The Slough-based group, which was spun out of Reckitt Benckiser in 2014, makes suboxone, a drug used to help addicts get off heroin and other painkiller­s.

But it now stands accused of trying to keep cheaper copycat versions of the drug off the market, with 35 American states and the district of Columbia filing a lawsuit against the company.

‘My office will not permit drug companies to engage in anticompet­itive conduct that unlawfully extends their monopolies – and their monopoly profits – on drugs,’ said New York state attorney general Eric Schneiderm­an. Indivior said that it ‘intends to continue to vigorously defend its position’.

But shares tumbled nearly 18pc to 268.8p in early trading before closing the day down 3.9pc, or 12.7p, at 313.5p.

A tablet version of the drug was first approved for sale in the United States in 2002. The Food and Drug Administra­tion (FDA) gave the company seven years of exclusive rights to sell the drug so it could recover its research and developmen­t costs.
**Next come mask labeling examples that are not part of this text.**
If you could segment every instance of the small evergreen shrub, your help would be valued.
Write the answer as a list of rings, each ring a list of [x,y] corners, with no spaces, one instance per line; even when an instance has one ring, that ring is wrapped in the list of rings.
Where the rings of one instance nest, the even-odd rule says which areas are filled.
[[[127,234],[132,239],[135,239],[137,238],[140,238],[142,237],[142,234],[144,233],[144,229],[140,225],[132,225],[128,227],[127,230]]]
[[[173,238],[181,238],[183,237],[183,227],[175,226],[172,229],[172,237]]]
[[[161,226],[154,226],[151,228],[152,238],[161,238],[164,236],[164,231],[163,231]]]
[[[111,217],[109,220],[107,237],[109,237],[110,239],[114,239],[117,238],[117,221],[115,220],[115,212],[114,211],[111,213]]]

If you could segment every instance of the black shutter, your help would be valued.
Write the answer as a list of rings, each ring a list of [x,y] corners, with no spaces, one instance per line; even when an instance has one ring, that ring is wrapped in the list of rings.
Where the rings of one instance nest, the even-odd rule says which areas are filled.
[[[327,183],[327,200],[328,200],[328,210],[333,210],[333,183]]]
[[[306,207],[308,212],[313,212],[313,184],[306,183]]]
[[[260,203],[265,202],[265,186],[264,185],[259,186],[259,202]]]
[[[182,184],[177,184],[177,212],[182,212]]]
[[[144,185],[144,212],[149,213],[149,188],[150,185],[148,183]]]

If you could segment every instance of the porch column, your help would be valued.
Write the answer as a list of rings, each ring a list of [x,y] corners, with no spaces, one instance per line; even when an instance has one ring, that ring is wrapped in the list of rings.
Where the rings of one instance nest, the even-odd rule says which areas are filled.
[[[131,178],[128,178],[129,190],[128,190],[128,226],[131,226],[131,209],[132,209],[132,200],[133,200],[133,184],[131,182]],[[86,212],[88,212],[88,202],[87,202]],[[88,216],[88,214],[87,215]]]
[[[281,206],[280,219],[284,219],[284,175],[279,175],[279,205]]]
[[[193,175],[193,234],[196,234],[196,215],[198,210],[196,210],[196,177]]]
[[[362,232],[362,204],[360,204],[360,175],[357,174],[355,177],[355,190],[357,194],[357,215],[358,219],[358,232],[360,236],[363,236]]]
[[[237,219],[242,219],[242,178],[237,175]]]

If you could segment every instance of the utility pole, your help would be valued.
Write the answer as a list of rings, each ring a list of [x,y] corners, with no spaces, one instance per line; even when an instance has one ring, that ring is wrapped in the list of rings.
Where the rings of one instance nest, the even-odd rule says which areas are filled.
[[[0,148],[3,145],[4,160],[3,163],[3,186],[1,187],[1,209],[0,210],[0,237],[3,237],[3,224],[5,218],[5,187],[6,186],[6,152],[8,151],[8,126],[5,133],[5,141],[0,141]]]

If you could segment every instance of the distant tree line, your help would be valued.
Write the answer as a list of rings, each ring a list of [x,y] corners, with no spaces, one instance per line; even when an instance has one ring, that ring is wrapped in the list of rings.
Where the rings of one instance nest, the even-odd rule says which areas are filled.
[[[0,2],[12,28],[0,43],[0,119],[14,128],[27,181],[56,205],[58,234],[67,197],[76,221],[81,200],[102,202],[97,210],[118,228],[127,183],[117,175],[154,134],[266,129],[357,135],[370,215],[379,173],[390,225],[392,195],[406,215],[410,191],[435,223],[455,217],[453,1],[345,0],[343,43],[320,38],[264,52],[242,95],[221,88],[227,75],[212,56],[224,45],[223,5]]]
The lawsuit alleges that as the period of exclusivit­y ended in 2009 and suboxone came under pressure from cheaper copycat versions, Indivior took steps to stop these generic drugs entering the market through ‘a range of anti-competitiv­e conduct’.

It is claimed that Indivior told the FDA that it planned to offer a new dissolvabl­e strip version of the drug instead of the tablet.

The company is said to have tried to convince the regulator that the drug had changed so much that copycats should be rendered invalid – preventing pharmacist­s from prescribin­g the cheaper generic pills.

The lawsuit also claims that Indivior raised safety concerns over the tablet in an attempt to persuade the FDA to approve the dissolvabl­e strip rather than generic versions of the pill. The FDA rejected the arguments but by the time the generic pills were on the market many patients had switched to the dissolvabl­e strip, the lawsuit says.